Testing

Patching the current time

Sometimes you need to ‘fake’ the output of .now() functions, typically for testing. whenever supports various ways to do this, depending on your needs:

  1. With whenever.patch_current_time. This patcher only affects whenever, not the standard library or other libraries. See its documentation for more details.

  2. With the time-machine package. Using time-machine does affect the standard library and other libraries, which can lead to unintended side effects. Note that time-machine doesn’t support PyPy.

Note

It’s also possible to use the freezegun library, but it will only work on the Pure-Python version of whenever.

Tip

Instead of relying on patching, consider using dependency injection instead. This is less error-prone and more explicit.

You can do this by adding now argument to your function, like this:

def greet(name, now=Instant.now):
    current_time = now()
    # more code here...

# in normal use, you don't notice the difference:
greet('bob')

# to test it, pass a custom function:
greet('alice', now=lambda: Instant.from_utc(2023, 1, 1))

Patching the system timezone

For changing the system timezone in tests, set the TZ environment variable and use the reset_system_tz() helper function to update the timezone cache.

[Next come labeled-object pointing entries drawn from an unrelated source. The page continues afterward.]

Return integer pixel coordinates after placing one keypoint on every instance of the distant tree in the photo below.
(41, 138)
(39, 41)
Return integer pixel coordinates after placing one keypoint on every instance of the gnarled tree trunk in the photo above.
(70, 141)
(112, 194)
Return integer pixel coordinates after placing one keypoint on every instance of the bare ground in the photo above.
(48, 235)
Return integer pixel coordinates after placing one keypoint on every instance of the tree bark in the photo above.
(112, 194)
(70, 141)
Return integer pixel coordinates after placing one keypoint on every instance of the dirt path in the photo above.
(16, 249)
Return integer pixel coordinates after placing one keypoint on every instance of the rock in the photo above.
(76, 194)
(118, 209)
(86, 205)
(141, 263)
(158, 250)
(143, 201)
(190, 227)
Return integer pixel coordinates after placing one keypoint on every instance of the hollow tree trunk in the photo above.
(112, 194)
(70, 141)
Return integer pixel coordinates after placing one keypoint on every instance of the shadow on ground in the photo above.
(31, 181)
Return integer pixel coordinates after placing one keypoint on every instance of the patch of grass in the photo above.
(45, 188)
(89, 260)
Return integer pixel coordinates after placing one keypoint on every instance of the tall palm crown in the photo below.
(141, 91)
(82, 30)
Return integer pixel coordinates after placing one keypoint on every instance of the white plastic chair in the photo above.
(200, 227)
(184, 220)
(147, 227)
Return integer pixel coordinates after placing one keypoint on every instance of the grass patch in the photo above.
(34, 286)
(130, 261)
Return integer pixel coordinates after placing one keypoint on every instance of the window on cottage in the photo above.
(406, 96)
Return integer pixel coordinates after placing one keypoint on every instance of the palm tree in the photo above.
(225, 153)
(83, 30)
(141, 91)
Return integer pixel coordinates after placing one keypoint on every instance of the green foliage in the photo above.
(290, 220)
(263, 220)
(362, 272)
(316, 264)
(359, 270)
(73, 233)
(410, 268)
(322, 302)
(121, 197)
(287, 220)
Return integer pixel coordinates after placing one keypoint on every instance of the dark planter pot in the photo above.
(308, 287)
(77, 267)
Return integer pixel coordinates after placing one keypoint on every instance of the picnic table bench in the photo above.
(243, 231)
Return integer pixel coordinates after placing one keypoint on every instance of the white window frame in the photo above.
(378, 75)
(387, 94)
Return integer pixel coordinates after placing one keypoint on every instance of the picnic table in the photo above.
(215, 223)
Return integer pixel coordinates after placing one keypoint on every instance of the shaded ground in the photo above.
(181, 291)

Do note that this function only affects whenever, and not the standard library’s behavior.

Below is an example of a testing helper that can be used with pytest:

import os
import pytest
from contextlib import contextmanager
from unittest.mock import patch
from whenever import reset_system_tz

@contextmanager
def system_tz_ams():
    try:
        with patch.dict(os.environ, {"TZ": "Europe/Amsterdam"}):
            reset_system_tz()  # update the timezone cache
            yield
    finally:
        reset_system_tz()  # don't forget to set the old timezone back!